# KOI, Comets and Ryukin



## J-P (Jan 5, 2010)

This may or may not have been posted before. It is has please point me to the correct thread. If not help would be appreciated. 

I am looking for plants that these buggers won't eat for late night snacks. Any suggestions?:fencing:


----------



## Cliff Mayes (Jan 29, 2007)

I am not sure about the Koi but they have a bad rep for trashing plants. In my experience Goldfish will eventually eat anything and everything. Mine, eventually after a few years, ate Java Fern and Anubias, so even the so called hard leaves went down. Oddly enough the pond fish did not seem to overwhelm most of the plants which may have had more to do with the overabundance of light and consequent growth rather than any reluctance on the part of the Goldfish. All outdoor fish seem to really increase their color maybe due to the sun, bugs, algae, perhaps all three or something else.


----------



## J-P (Jan 5, 2010)

Cliff, thanks for the reply 

I read somewhere that there were plants that "tasted bad" and tended to avoid those. Unfortunately, I can not find that links anymore and was wondering if anyone had any first had success.


----------



## Cliff Mayes (Jan 29, 2007)

The Goldfish do not seem to eat the Hornwort such that myself and most of my friends have developed a bad attitude towards it. I have been told that the use of a UV filter will get rid of it, but I have not been able to try this yet. Hornwort is a very nice plant if it can be controlled. A small portion will very rapidly grow into a new plant and because the fish do not eat it Hornwort becomes a bit of a problem. Any of the old standby plants usually succumb to Goldfish.


----------



## asukawashere (Mar 11, 2009)

My goldfish don't bother hardy water lilies (Nymphaea spp.) or cattails and other marginals (Sagittaria, random weeds, etc.) I've had foot-long-plus koi in the pond at times as well and they left well enough alone. Come to think of it, they've never bothered the water hyacinths, either, but those are annuals... I've also read that they'll ignore lotus plants.

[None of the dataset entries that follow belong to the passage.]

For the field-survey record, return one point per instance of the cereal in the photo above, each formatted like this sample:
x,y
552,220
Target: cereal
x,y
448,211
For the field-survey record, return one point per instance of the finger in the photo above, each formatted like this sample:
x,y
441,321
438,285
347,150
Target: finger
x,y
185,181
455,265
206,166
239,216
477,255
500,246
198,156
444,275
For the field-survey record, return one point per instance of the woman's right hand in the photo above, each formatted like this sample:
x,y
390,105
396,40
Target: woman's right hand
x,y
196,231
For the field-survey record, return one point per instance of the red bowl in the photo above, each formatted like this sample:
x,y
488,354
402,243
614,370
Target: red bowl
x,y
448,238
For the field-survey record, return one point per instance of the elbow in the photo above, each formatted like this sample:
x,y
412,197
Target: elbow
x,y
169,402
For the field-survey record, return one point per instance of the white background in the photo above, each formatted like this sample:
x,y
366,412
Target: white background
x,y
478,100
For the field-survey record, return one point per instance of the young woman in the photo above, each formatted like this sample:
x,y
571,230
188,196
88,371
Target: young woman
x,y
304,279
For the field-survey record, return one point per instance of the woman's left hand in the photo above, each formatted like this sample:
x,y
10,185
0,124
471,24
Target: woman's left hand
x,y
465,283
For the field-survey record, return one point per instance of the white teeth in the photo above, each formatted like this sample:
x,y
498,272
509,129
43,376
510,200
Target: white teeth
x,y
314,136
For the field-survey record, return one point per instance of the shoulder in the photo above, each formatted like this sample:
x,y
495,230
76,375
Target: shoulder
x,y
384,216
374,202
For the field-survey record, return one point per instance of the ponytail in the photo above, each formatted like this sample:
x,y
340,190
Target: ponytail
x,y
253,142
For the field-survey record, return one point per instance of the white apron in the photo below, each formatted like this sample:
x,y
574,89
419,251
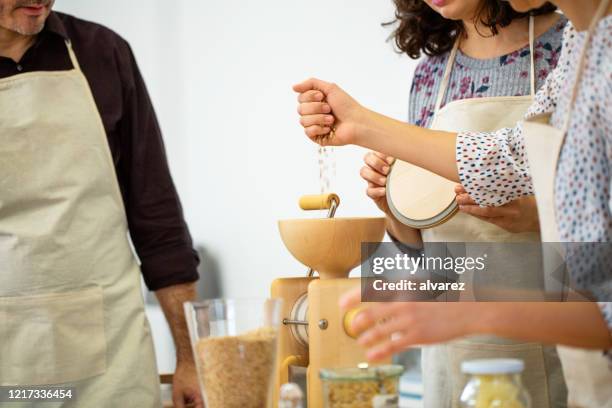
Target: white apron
x,y
71,307
587,373
442,377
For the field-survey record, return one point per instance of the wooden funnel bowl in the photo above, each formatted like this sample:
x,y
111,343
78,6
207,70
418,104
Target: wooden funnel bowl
x,y
330,246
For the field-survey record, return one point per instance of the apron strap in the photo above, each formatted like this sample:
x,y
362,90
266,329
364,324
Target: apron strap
x,y
447,74
453,56
603,6
532,53
73,59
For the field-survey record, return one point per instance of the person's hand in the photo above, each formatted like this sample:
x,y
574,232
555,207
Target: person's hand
x,y
329,115
185,386
390,327
520,215
375,172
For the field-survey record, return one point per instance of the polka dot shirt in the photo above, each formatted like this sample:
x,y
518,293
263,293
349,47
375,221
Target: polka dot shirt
x,y
493,166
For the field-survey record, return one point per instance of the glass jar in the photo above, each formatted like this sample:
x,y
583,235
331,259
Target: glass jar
x,y
494,383
366,387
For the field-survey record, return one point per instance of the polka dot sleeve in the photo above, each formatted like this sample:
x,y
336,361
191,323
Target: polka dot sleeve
x,y
493,167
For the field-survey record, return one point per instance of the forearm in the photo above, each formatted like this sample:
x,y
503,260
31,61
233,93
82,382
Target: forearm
x,y
578,324
171,300
430,149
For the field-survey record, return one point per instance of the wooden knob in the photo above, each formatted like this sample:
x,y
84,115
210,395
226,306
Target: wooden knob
x,y
349,317
319,201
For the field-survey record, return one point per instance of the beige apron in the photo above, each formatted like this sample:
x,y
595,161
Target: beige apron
x,y
587,373
71,307
442,377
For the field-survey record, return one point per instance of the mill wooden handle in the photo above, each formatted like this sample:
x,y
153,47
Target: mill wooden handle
x,y
319,201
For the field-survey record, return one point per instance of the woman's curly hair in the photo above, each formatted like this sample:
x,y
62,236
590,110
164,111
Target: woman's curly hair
x,y
422,30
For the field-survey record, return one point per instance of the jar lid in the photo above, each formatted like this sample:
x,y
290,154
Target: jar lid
x,y
361,374
493,366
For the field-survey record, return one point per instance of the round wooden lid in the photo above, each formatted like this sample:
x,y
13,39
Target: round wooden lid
x,y
419,198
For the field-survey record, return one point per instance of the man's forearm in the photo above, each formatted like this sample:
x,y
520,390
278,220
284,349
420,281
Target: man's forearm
x,y
171,300
429,149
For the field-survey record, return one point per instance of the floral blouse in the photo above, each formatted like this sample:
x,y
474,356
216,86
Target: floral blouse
x,y
493,166
507,75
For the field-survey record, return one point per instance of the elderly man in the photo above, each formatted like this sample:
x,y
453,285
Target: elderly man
x,y
82,163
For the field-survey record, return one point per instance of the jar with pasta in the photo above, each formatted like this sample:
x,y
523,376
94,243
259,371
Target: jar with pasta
x,y
494,383
361,387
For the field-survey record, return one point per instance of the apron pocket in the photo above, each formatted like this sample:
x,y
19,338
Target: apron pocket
x,y
52,339
535,376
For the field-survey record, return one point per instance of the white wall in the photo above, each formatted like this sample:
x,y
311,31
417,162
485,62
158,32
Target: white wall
x,y
220,74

Indoor fancy goldfish keepers put Anubias, java ferns, and other tough-leaved plants in with them and report success.

I think some of their bad rep is just that - bad rep. They'll devour any soft stems and small floaters - they _love_ duckweed - but tougher plants are safe enough.


----------



## DCMarathoner (Sep 8, 2008)

My orandas leave my Sagittaria subulatas, various Crypts and Java ferns alone. Hope that helps.


----------



## J-P (Jan 5, 2010)

Thanks guys!! I have most of those already in my tanks  It might be time for a transplant or 2


----------



## J-P (Jan 5, 2010)

Hygrophila polysperma

The Ryukin are not eating those!! Will try it in the Koi tank soon


----------